Now, we need to train our model over that data. For this, we will use Flux.train function, this is a powerful tool from Flux, where you can iterate over your dataset and update the Loss function. Here is an example of how to use it and sample the model to a future.

现在,我们需要对数据进行训练。 为此,我们将使用Flux.train函数,这是Flux提供的功能强大的工具,您可以在其中迭代数据集并更新Loss函数。 这是一个如何使用它以及将模型应用于未来的示例。
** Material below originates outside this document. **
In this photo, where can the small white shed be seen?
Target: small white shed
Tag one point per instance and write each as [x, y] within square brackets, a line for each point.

@info("Beginning training loop...")
best_acc = 0.0
last_improvement = 0
for epoch_idx in 1:200

global best_acc, last_improvement
Flux.train!(Loss, params(model), train_set_full, opt)

# Calculate accuracy:
acc = sum(prediction(i) == test_label[i] for i in 1:length(test_label))/length(test_label)
@info(@sprintf("[%d]: Test accuracy: %.4f", epoch_idx, acc))

# If our accuracy is good enough, quit out.
if acc >= 0.999
@info(" -> Early-exiting: We reached our target accuracy of 99.9%")
break
end

# If this is the best accuracy we've seen so far, save the model out
if acc >= best_acc
@info(" -> New best accuracy! Saving model out to mnist_conv.bson")
BSON.@save "mnist_conv.bson" model epoch_idx acc
best_acc = acc
last_improvement = epoch_idx
end

# If we haven't seen improvement in 5 epochs, drop our learning rate:
if epoch_idx - last_improvement >= 5 && opt.eta > 1e-6
opt.eta /= 10.0
@warn(" -> Haven't improved in a while, dropping learning rate to $(opt.eta)!")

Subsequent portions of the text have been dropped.